Arrivé dès sept heures du matin au bureau des Messageries de la rue Notre-Dame-des-Victoires, le jeune avocat trouva heureusement une place dans la voiture qui partait à cette heure pour la ville de Caen. L’avocat stagiaire ne revit pas sans une émotion profonde les clochers de la cathédrale de Bayeux. Aucune espérance de sa vie n’ayant encore été trompée, son cœur s’ouvrait aux beaux sentiments qui agitent de jeunes âmes. Après le trop long banquet d’allégresse pour lequel il était attendu par son père et par quelques amis, l’impatient jeune homme fut conduit vers une certaine maison située rue Teinture, et bien connue de lui. Le cœur lui battit avec force quand son père, que l’on continuait d’appeler à Bayeux le comte de Granville, frappa rudement à une porte cochère dont la peinture verte tombait par écailles. Il était environ quatre heures du soir. Une jeune servante, coiffée d’un bonnet de coton, salua les deux messieurs par une courte révérence, et répondit que ces dames allaient bientôt revenir de vêpres.

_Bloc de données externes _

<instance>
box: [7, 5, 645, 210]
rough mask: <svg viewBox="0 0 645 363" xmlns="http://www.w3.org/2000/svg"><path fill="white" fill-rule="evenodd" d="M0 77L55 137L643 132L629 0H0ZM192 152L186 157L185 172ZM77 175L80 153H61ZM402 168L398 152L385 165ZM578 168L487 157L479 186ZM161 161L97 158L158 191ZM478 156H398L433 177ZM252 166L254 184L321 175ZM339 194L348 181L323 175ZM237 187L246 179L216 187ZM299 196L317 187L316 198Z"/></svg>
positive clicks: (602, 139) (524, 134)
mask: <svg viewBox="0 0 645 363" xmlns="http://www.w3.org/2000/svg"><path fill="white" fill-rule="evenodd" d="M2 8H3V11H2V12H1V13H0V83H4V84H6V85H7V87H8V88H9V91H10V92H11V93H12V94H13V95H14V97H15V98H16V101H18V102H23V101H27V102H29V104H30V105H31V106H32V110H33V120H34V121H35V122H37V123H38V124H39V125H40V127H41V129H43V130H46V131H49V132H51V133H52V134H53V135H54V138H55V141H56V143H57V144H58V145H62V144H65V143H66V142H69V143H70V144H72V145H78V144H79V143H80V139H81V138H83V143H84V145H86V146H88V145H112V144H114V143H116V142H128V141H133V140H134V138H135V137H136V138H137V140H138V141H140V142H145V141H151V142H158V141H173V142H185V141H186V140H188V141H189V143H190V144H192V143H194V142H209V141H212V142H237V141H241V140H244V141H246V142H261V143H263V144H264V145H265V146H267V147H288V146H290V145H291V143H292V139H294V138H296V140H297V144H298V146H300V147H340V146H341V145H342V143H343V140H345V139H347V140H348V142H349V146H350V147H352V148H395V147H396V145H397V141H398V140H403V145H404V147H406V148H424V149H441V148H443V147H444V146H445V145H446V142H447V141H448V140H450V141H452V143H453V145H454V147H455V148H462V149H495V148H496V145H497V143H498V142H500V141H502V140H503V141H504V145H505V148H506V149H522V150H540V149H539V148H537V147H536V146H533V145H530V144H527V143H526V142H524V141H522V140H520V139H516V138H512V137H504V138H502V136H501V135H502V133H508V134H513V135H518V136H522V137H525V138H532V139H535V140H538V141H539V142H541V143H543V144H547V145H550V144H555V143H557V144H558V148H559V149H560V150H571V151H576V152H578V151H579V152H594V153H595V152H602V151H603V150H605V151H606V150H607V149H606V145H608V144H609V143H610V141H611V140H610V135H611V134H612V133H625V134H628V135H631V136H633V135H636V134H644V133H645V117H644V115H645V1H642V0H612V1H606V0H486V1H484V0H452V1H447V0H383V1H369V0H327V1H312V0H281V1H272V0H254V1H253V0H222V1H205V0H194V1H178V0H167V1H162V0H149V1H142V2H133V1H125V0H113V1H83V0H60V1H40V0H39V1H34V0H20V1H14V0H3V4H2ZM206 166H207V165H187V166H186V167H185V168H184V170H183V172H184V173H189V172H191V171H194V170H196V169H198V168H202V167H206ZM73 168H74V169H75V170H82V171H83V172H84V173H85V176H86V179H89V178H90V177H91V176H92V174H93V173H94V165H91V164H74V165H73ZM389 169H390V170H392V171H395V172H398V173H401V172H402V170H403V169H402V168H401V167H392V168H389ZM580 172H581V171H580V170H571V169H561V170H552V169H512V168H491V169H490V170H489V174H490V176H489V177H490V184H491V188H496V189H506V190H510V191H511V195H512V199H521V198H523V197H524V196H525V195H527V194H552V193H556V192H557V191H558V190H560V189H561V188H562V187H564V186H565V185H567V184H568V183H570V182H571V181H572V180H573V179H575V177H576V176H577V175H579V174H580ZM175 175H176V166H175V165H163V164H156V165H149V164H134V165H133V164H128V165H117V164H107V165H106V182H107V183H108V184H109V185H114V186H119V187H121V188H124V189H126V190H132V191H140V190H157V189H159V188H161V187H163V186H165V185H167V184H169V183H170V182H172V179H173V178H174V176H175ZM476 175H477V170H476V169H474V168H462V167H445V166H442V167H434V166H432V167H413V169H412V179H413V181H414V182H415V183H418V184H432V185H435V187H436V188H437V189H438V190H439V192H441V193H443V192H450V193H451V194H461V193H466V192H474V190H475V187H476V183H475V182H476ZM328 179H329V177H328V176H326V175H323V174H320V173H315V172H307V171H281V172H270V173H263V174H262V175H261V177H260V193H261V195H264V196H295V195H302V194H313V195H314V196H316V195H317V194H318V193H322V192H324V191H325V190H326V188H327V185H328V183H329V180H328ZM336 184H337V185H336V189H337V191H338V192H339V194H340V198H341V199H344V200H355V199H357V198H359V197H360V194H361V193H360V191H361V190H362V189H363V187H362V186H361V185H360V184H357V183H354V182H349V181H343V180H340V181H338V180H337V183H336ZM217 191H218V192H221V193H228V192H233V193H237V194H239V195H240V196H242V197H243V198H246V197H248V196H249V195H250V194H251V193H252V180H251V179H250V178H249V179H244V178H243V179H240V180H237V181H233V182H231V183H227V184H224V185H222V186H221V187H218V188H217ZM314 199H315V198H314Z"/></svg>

Le comte et son fils entrèrent dans une salle basse servant de salon, et semblable au parloir d’un couvent. Des lambris en noyer poli assombrissaient cette pièce, autour de laquelle quelques chaises en tapisserie et d’antiques fauteuils étaient symétriquement rangés. La cheminée en pierre n’avait pour tout ornement qu’une glace verdâtre, de chaque côté de laquelle sortaient les branches contournées de ces anciens candélabres fabriqués à l’époque de la paix d’Utrecht. Sur la boiserie en face de cette cheminée, le jeune Granville aperçut un énorme crucifix d’ébène et d’ivoire entouré de buis bénit. Quoiqu’éclairée par trois croisées qui tiraient leur jour d’un jardin de province dont les carrés symétriques étaient dessinés par de longues raies de buis, la pièce en recevait si peu de jour, qu’à peine voyait-on sur la muraille parallèle à ces croisées trois tableaux d’église dus à quelque savant pinceau, et achetés sans doute pendant la révolution par le vieux Bontems, qui, en sa qualité de chef du district, n’oublia jamais ses intérêts.